Communities Are Purposeful
By Dave Bayless
Proximity or propinquity may be necessary to instill a sense of community, but they aren’t sufficient. Communities are purposeful.
John McNight is the author of The Careless Society: Community and Its Counterfeits. When he speaks of community, he’s referring to a neighborhood or small town. But, what characterizes a neighborhood? According to McNight, it’s not mere proximity:
So, when we are thinking about community, we’re thinking about resident-defined place. And the reason for that is because what people feel is their neighborhood is telling you what they’re motivated to do something about.” (emphasis added)
Physical proximity doesn’t equal neighborhood. A sense of neighborhood and community derives from a shared sense of motivation to achieve a goal or goals together. That is, communities are purposeful.
The power of your community comes from people mastering something interesting together…Your Big Purpose is the motivation for your community. It’s something that can only be accomplished by bringing these exact people together…
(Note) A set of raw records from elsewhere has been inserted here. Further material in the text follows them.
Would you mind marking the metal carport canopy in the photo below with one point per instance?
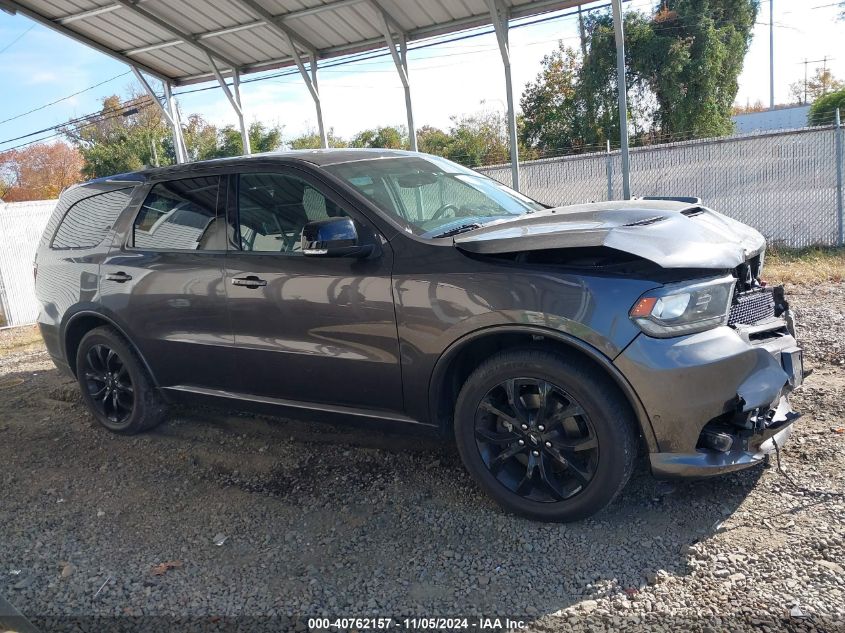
(183, 42)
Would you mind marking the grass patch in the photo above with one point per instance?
(811, 265)
(18, 337)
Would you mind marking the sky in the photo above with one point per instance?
(38, 66)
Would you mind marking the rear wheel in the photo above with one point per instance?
(115, 385)
(544, 436)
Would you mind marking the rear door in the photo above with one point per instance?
(308, 329)
(163, 280)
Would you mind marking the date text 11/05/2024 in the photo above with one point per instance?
(421, 623)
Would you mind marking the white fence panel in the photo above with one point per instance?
(21, 225)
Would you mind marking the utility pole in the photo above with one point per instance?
(804, 102)
(772, 54)
(583, 36)
(619, 32)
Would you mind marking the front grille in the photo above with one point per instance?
(752, 306)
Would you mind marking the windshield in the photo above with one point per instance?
(431, 196)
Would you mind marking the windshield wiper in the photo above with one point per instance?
(458, 229)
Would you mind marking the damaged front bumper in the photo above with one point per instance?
(717, 400)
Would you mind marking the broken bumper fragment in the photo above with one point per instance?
(728, 405)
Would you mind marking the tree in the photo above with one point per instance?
(311, 140)
(433, 140)
(757, 106)
(261, 139)
(817, 86)
(200, 138)
(823, 110)
(478, 139)
(125, 136)
(38, 172)
(388, 137)
(682, 67)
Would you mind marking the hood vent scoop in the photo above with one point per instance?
(647, 221)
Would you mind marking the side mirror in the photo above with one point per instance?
(333, 237)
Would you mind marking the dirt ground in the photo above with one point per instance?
(219, 520)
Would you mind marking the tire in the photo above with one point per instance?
(106, 364)
(577, 450)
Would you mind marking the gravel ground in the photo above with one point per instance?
(216, 515)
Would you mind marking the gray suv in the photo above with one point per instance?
(400, 289)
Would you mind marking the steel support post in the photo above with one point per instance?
(400, 60)
(499, 16)
(176, 125)
(840, 205)
(169, 113)
(234, 97)
(619, 29)
(313, 88)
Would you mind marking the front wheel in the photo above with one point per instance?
(115, 385)
(545, 436)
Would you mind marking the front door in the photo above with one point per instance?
(308, 329)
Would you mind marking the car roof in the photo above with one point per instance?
(318, 157)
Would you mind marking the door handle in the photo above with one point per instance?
(250, 281)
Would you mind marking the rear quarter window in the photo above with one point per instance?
(88, 221)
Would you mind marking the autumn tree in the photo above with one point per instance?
(388, 137)
(823, 110)
(124, 136)
(749, 108)
(821, 83)
(38, 172)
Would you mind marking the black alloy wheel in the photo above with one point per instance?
(115, 383)
(108, 383)
(548, 435)
(536, 439)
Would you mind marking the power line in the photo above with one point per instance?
(52, 103)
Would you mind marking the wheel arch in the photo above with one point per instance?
(82, 322)
(462, 356)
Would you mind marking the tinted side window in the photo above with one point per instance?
(273, 209)
(181, 215)
(87, 222)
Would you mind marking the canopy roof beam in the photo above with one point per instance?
(234, 97)
(16, 7)
(169, 113)
(187, 38)
(400, 59)
(278, 25)
(499, 16)
(292, 39)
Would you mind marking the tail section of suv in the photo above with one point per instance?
(402, 289)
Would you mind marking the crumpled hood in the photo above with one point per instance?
(670, 234)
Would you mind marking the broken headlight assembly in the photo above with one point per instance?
(684, 308)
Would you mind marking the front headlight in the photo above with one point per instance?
(684, 308)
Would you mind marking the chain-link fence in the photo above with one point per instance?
(784, 184)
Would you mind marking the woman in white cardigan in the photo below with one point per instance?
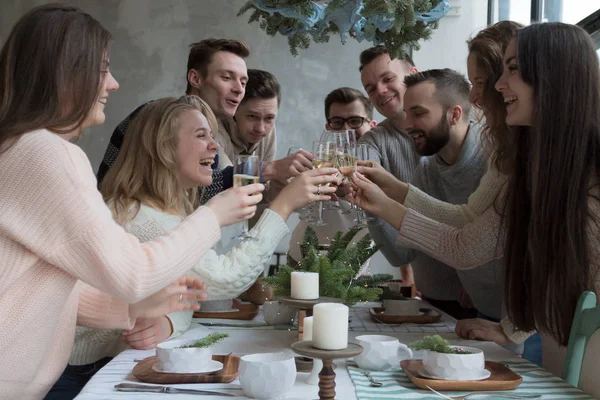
(166, 156)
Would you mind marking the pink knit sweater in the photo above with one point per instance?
(55, 230)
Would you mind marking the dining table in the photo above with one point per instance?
(250, 337)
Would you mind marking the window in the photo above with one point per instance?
(569, 11)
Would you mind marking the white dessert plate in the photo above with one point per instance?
(483, 374)
(212, 366)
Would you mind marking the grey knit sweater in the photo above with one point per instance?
(395, 151)
(453, 184)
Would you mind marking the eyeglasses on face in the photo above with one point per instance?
(353, 122)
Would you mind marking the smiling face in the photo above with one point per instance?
(426, 119)
(196, 149)
(518, 95)
(478, 78)
(383, 80)
(224, 85)
(256, 117)
(349, 113)
(108, 84)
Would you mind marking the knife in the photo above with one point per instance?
(133, 387)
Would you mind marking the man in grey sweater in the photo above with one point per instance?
(437, 107)
(389, 144)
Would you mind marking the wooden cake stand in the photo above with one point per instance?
(327, 375)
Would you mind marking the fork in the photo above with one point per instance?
(482, 394)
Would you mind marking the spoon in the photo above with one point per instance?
(374, 383)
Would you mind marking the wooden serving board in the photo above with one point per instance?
(144, 372)
(429, 316)
(246, 312)
(502, 378)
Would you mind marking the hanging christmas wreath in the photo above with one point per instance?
(398, 24)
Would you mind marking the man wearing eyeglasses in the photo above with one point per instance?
(345, 108)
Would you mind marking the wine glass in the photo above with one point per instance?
(324, 154)
(346, 160)
(363, 154)
(304, 213)
(246, 172)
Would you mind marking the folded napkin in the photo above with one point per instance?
(397, 385)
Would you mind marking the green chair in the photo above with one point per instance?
(582, 363)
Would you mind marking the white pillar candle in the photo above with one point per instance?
(305, 285)
(330, 326)
(307, 332)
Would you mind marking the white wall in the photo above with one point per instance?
(150, 47)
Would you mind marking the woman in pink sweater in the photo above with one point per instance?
(57, 236)
(546, 223)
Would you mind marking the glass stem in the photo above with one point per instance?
(320, 221)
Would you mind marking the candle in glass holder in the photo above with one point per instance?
(330, 326)
(305, 285)
(307, 333)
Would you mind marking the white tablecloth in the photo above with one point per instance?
(249, 341)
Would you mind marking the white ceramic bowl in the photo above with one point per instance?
(173, 359)
(402, 307)
(276, 313)
(381, 352)
(216, 305)
(460, 367)
(268, 375)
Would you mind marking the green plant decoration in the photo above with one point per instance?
(397, 24)
(436, 343)
(206, 341)
(337, 269)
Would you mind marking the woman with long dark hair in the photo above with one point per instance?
(546, 222)
(58, 240)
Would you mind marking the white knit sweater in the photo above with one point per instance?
(226, 276)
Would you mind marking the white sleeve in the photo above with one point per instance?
(229, 275)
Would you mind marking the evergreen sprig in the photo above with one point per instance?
(436, 343)
(406, 32)
(338, 268)
(207, 341)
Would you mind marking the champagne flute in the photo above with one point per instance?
(363, 154)
(305, 213)
(246, 172)
(323, 156)
(346, 161)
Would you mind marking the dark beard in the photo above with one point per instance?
(436, 139)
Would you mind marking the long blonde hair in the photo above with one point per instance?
(146, 170)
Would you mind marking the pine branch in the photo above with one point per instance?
(207, 341)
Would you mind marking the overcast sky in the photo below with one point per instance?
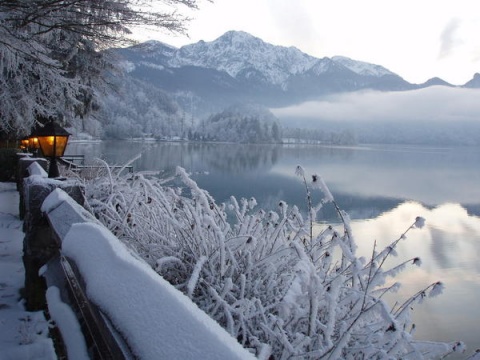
(416, 39)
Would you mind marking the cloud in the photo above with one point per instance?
(448, 39)
(432, 104)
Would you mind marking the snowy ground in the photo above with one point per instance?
(23, 334)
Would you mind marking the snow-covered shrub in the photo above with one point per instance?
(282, 287)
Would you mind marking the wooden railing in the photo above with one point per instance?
(49, 235)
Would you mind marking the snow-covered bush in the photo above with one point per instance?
(276, 282)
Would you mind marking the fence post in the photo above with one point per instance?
(39, 244)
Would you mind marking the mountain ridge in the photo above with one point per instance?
(239, 67)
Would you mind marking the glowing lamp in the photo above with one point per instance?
(24, 143)
(52, 139)
(33, 143)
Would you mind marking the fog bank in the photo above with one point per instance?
(438, 114)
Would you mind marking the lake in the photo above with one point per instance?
(383, 188)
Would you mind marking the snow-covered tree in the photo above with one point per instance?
(51, 52)
(243, 123)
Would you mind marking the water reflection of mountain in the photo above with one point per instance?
(238, 158)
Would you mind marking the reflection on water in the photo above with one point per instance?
(449, 246)
(382, 188)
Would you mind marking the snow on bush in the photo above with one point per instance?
(275, 282)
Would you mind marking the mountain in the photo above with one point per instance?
(474, 83)
(238, 67)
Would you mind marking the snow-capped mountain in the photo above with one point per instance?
(238, 67)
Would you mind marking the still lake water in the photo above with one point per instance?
(383, 188)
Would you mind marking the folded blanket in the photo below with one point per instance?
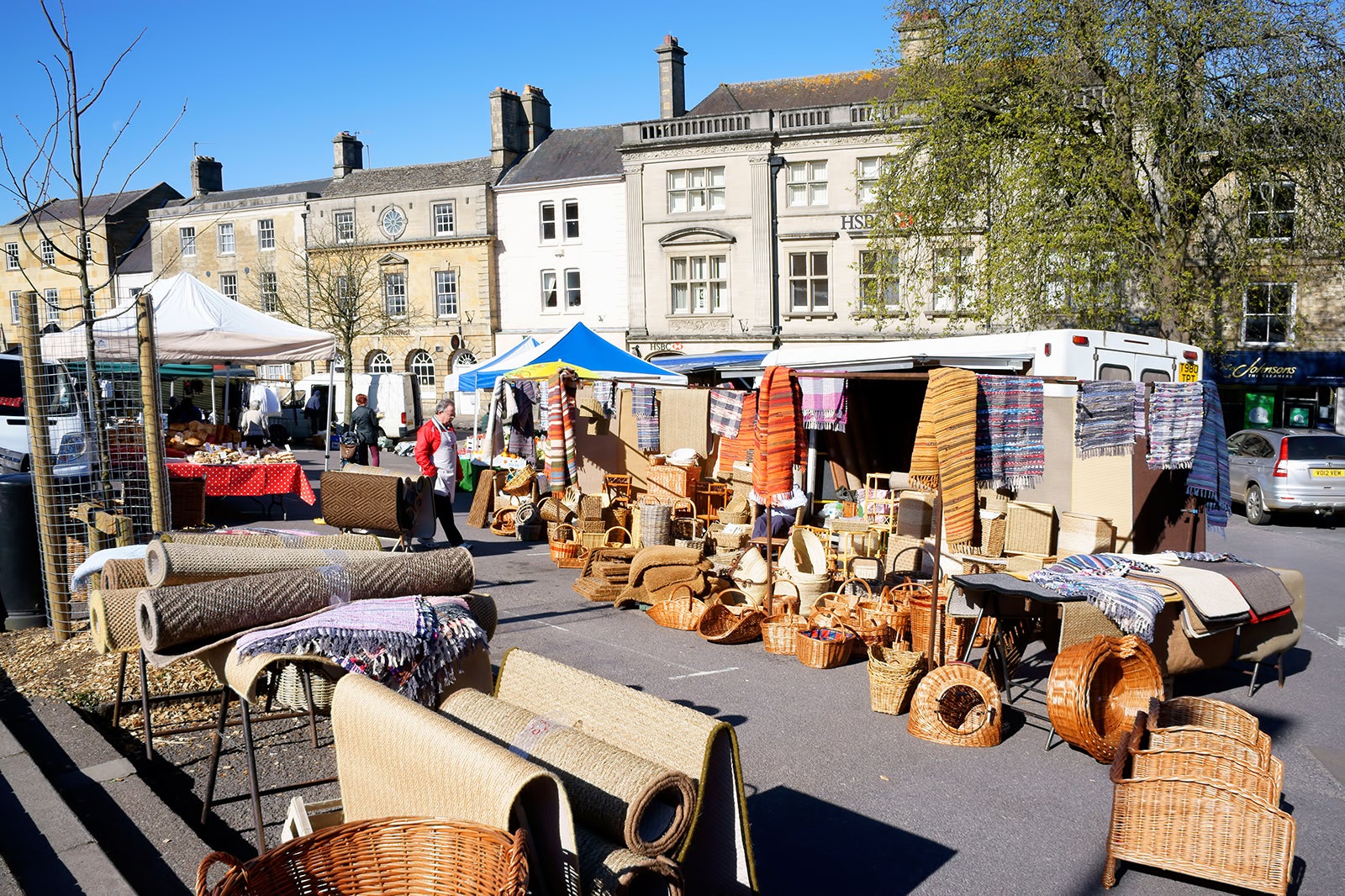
(412, 645)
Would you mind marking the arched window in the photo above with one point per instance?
(423, 366)
(380, 362)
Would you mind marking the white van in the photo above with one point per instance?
(393, 396)
(65, 423)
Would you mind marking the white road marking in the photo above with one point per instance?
(716, 672)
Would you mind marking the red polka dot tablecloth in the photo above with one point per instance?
(248, 481)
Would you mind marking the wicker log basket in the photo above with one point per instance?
(425, 856)
(957, 705)
(1096, 688)
(677, 611)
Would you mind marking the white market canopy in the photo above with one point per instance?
(194, 322)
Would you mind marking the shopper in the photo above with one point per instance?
(367, 428)
(436, 452)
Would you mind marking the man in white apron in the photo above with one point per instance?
(436, 452)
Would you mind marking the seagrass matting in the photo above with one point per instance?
(182, 620)
(717, 853)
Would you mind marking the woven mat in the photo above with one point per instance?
(396, 757)
(632, 801)
(182, 620)
(685, 420)
(609, 869)
(172, 564)
(717, 853)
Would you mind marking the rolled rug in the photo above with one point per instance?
(175, 564)
(609, 869)
(273, 540)
(641, 804)
(112, 619)
(181, 620)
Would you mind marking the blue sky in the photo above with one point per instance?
(268, 85)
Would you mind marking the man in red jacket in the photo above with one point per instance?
(436, 452)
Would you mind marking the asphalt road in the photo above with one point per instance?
(845, 801)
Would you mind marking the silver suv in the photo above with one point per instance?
(1273, 470)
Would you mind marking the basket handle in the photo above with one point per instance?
(208, 862)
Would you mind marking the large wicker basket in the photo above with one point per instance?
(1096, 688)
(424, 856)
(957, 705)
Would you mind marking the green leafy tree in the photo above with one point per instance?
(1109, 165)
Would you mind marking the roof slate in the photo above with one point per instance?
(797, 93)
(569, 154)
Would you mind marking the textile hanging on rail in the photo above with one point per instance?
(1208, 478)
(1010, 448)
(1105, 419)
(562, 468)
(726, 412)
(945, 456)
(779, 434)
(1176, 416)
(646, 408)
(824, 403)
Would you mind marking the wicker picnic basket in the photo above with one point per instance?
(520, 482)
(424, 856)
(957, 705)
(730, 625)
(678, 613)
(1096, 688)
(824, 647)
(892, 674)
(567, 553)
(502, 524)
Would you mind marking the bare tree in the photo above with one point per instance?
(336, 286)
(45, 167)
The art of gathering begins with purpose: When should we gather? And why?
So, identifying women faculty at U.S. based colleges and universities who are early in their careers might be a starting point for a learning community. However, it’s not enough. The hard work comes from understanding what such women want to do and where they want to go that necessitates their collaboration with others. A meaningful sense of community seems to lie at the intersection of propinquity and purpose.
In a sense, being a designer of an online community is not unlike being an urban planner. Sure, good infrastructure can help a community thrive. However, if we don’t know where our community members want to go, we risk building a highway to nowhere used by no one.